Von Chris Avramidis, @chris_avramidis – Twitter

Der tödliche Schiffbruch vor Pylos ist nicht nur eine für den menschlichen Verstand unfassbare Tragödie. Das Massaker an Flüchtlingen und Einwanderern ist das unvermeidliche Ergebnis der kriminellen Politik der Europäischen Union und der griechischen Regierung. Es ist das unvermeidliche Ergebnis der brutalen Unterdrückung und Militarisierung der Grenzen; der Zäune und Zurückweisungen; der Verweigerung der Hilfe für Boote in Seenot und der Aussetzung von Flüchtlingen auf hoher See; der Lager und der Abschaffung von Asyl; der ständigen Gewalt, Nulltoleranz und moralische Panik.
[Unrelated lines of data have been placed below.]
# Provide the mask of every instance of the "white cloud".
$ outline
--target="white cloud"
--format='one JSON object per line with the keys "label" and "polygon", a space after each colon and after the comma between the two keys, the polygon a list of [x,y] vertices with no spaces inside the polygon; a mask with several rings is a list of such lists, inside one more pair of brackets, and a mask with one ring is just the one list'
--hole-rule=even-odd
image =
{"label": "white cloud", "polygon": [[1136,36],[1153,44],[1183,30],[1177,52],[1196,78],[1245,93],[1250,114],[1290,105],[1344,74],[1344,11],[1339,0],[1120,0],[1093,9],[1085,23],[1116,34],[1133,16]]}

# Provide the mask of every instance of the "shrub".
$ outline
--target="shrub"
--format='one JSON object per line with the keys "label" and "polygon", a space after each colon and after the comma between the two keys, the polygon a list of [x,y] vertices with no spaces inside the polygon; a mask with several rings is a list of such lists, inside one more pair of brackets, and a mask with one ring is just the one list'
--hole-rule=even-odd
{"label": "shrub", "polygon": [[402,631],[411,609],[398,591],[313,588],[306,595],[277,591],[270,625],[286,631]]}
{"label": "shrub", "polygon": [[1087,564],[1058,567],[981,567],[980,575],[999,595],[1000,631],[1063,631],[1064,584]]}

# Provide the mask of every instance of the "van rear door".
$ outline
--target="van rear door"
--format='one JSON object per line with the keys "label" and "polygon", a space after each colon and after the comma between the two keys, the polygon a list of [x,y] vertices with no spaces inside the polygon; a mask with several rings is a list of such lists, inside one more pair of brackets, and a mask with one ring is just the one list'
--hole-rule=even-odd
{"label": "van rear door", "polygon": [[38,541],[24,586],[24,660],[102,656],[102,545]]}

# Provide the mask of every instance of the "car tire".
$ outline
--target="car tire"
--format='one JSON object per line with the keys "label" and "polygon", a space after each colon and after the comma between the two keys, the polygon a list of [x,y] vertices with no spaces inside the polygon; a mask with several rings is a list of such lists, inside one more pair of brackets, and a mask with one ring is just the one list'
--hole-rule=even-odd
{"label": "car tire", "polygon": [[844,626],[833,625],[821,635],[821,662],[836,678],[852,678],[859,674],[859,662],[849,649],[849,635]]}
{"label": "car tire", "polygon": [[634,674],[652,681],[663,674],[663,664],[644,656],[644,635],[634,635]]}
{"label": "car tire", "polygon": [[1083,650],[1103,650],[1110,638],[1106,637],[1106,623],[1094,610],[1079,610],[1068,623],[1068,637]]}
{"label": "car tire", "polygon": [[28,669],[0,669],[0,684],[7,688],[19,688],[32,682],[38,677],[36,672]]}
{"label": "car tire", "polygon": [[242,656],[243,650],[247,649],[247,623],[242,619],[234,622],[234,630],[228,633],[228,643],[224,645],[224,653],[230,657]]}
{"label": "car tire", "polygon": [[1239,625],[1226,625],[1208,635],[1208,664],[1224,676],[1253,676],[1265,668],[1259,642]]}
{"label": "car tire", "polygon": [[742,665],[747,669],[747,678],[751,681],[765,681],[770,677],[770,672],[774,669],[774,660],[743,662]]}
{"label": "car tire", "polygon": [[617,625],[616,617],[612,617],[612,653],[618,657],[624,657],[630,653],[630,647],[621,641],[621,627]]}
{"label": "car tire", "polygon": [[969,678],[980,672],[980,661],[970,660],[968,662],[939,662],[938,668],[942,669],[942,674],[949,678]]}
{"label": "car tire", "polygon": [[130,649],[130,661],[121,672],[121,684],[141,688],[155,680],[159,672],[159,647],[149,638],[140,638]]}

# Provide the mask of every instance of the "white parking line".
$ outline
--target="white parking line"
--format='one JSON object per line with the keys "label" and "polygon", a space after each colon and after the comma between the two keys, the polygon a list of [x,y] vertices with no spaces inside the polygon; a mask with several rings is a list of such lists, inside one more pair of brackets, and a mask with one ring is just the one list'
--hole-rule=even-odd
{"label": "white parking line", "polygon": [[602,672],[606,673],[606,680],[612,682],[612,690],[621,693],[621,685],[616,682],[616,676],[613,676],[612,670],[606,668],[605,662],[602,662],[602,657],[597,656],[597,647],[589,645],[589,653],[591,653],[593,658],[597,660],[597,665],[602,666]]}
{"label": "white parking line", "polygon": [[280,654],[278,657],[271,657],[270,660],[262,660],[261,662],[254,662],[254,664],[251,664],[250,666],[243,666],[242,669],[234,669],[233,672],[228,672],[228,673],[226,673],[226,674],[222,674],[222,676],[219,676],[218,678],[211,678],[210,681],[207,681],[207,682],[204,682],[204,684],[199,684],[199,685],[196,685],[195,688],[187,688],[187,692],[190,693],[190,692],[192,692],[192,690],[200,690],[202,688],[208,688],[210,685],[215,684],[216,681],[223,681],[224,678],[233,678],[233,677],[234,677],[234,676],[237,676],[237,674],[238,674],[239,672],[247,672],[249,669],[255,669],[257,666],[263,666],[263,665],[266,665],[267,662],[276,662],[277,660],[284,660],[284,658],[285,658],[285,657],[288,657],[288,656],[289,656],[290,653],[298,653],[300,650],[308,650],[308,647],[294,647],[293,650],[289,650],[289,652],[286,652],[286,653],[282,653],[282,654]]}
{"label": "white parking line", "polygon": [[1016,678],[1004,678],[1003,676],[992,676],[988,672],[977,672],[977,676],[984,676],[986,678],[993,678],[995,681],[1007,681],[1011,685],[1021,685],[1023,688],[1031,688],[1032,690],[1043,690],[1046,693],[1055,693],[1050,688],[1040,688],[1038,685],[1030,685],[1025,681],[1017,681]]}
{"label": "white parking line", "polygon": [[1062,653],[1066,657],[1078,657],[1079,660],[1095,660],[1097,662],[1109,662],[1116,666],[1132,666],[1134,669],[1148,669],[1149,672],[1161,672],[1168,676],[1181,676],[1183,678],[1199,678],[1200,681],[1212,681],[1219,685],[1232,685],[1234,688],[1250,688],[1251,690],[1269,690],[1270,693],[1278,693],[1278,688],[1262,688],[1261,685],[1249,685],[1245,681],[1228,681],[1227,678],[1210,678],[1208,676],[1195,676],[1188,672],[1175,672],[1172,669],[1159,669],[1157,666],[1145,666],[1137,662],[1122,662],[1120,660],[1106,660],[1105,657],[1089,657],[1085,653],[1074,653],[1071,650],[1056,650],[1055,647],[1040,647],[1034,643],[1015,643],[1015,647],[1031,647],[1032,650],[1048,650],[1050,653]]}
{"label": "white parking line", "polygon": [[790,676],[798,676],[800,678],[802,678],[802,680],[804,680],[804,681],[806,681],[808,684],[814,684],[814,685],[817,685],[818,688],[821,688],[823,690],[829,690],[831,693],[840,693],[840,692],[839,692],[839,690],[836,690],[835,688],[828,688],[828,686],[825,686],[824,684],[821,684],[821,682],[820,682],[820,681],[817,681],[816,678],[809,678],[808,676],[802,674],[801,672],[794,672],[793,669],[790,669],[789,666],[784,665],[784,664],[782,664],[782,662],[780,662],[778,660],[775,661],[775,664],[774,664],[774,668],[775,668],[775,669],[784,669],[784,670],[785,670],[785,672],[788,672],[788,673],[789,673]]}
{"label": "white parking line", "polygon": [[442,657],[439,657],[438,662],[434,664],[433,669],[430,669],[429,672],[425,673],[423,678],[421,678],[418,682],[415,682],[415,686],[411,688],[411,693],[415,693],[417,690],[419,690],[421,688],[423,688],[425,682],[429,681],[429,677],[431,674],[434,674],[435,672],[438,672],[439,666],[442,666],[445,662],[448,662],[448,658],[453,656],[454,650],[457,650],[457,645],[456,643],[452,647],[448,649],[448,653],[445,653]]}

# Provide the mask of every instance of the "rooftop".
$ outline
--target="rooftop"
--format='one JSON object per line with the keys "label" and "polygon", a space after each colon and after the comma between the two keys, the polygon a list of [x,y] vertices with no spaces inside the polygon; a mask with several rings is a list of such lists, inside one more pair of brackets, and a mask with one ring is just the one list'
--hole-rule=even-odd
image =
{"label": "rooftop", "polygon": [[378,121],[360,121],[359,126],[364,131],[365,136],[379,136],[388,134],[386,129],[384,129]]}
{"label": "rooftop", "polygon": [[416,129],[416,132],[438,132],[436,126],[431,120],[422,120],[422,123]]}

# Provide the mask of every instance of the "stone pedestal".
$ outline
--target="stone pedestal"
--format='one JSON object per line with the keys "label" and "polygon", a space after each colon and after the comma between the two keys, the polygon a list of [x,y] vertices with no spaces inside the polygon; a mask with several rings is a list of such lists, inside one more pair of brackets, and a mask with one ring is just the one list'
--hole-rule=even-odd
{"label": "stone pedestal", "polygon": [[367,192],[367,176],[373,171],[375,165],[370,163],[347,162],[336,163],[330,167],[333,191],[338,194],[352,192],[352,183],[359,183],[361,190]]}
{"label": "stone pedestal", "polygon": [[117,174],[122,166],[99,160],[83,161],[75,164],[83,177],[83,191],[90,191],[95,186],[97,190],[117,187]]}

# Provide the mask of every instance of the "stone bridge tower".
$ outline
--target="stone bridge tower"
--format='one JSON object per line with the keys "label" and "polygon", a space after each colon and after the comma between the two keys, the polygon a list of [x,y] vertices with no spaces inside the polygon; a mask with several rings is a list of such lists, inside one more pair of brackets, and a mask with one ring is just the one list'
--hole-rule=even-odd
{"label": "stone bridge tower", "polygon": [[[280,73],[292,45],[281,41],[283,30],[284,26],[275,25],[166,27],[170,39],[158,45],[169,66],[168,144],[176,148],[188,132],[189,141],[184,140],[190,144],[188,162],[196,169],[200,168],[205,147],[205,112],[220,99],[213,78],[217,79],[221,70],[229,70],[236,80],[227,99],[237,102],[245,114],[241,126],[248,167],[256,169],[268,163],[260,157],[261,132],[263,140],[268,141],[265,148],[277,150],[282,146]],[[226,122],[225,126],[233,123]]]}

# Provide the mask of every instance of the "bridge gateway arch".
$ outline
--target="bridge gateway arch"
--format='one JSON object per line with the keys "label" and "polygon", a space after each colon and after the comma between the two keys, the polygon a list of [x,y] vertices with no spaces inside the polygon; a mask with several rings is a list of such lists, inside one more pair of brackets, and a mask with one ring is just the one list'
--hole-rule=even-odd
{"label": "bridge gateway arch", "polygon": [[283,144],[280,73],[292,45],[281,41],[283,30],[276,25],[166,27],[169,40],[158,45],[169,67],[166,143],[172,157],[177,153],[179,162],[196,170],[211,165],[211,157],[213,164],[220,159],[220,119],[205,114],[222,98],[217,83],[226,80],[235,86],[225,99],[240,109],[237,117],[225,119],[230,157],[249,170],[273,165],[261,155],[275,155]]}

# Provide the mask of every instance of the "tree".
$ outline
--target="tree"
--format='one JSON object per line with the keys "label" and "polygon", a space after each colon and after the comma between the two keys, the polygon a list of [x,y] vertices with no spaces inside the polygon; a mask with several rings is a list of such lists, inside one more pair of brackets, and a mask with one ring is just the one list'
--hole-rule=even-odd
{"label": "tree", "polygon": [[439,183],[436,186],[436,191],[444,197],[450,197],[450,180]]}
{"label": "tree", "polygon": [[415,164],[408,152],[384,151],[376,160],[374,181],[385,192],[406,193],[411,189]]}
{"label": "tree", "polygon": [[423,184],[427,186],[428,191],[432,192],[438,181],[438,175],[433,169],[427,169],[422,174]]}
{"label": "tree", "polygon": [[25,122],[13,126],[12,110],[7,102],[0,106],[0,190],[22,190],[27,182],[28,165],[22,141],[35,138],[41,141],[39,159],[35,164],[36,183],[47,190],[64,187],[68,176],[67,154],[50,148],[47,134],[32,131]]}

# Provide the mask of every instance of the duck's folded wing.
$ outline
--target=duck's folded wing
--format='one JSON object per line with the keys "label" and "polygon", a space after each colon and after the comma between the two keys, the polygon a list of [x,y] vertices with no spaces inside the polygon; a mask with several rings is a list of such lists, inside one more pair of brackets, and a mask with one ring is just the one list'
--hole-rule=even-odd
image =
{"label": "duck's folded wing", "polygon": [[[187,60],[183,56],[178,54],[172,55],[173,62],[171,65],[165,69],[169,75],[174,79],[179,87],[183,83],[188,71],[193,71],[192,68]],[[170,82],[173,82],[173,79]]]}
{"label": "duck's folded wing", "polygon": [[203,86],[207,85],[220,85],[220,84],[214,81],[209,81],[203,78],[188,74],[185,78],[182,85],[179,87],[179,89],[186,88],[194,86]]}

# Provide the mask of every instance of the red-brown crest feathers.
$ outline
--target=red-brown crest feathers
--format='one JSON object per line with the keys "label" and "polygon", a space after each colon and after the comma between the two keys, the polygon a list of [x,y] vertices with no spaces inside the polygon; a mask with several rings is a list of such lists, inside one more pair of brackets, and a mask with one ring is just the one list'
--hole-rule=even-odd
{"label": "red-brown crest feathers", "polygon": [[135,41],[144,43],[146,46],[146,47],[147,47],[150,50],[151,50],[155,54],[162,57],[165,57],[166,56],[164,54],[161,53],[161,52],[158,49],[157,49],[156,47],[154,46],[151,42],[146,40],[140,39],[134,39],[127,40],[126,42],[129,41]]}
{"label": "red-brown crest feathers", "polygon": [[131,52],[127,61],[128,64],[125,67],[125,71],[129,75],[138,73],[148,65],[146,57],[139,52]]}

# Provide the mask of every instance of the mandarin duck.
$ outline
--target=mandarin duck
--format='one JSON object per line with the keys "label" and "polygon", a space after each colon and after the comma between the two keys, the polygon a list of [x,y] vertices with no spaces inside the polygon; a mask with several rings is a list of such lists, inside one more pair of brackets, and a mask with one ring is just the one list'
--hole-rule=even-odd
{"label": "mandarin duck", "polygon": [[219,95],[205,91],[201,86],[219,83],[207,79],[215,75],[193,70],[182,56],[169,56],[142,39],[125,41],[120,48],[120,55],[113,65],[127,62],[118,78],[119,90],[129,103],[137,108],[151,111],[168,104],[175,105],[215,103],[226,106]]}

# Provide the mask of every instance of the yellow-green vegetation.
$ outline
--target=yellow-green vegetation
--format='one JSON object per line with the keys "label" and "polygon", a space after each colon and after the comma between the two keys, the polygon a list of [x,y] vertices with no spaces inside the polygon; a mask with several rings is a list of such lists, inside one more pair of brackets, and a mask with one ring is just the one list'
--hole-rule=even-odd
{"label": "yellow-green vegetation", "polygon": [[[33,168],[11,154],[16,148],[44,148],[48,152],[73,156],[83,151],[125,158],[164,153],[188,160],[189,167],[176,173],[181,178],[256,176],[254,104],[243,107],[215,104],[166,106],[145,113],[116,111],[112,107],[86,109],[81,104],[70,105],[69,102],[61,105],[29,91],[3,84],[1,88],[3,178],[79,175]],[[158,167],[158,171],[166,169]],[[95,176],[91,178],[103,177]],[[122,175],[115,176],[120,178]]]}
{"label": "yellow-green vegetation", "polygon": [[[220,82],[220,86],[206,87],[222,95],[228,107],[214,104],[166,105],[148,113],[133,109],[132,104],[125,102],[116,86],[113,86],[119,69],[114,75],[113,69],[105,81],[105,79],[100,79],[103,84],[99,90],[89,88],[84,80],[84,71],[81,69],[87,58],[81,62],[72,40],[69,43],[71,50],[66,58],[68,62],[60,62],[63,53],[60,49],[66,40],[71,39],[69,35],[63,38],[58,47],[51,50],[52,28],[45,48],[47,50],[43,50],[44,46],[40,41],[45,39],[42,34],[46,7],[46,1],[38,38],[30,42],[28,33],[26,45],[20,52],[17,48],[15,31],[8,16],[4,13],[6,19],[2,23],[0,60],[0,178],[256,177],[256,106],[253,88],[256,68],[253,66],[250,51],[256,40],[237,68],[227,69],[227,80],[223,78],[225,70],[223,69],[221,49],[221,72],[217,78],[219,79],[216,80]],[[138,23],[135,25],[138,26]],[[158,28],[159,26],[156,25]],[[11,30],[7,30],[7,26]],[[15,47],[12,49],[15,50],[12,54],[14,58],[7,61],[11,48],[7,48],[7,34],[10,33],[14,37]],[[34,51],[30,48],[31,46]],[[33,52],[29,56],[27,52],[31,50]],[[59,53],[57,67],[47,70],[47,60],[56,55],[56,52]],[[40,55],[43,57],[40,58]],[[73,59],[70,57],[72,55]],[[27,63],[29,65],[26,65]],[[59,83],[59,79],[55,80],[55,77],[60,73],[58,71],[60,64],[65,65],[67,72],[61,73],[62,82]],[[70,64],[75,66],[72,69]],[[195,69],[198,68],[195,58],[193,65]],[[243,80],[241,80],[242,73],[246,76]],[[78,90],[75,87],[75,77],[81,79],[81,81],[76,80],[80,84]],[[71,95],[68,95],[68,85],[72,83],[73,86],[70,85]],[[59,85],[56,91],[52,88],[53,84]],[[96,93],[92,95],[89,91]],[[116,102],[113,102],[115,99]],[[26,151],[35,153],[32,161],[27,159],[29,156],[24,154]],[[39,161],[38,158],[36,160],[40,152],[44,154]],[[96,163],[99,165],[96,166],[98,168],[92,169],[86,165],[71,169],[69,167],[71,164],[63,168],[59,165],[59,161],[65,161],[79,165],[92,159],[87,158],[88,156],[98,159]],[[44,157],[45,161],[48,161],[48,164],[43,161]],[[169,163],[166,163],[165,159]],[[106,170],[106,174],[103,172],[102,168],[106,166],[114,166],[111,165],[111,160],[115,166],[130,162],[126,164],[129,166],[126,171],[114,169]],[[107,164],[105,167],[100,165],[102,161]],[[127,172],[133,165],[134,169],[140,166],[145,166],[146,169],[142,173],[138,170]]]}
Der 100. Jahrestag von Pylos ist das unvermeidliche Ergebnis einer Politik, die die Migration immer schwieriger, die Bewegung immer gefährlicher macht – ohne sie natürlich zu stoppen. In Pylos wurde ein Massenverbrechen begangen. In diesen dunklen Stunden ist es unerlässlich, dass wir uns nicht an den Tod gewöhnen, dass wir nicht vor der Brutalität kapitulieren. Mensch bleiben.

Pylos ist ein Verbrechen ! Lassen wir die Solidarität keinen Schiffbruch erleiden!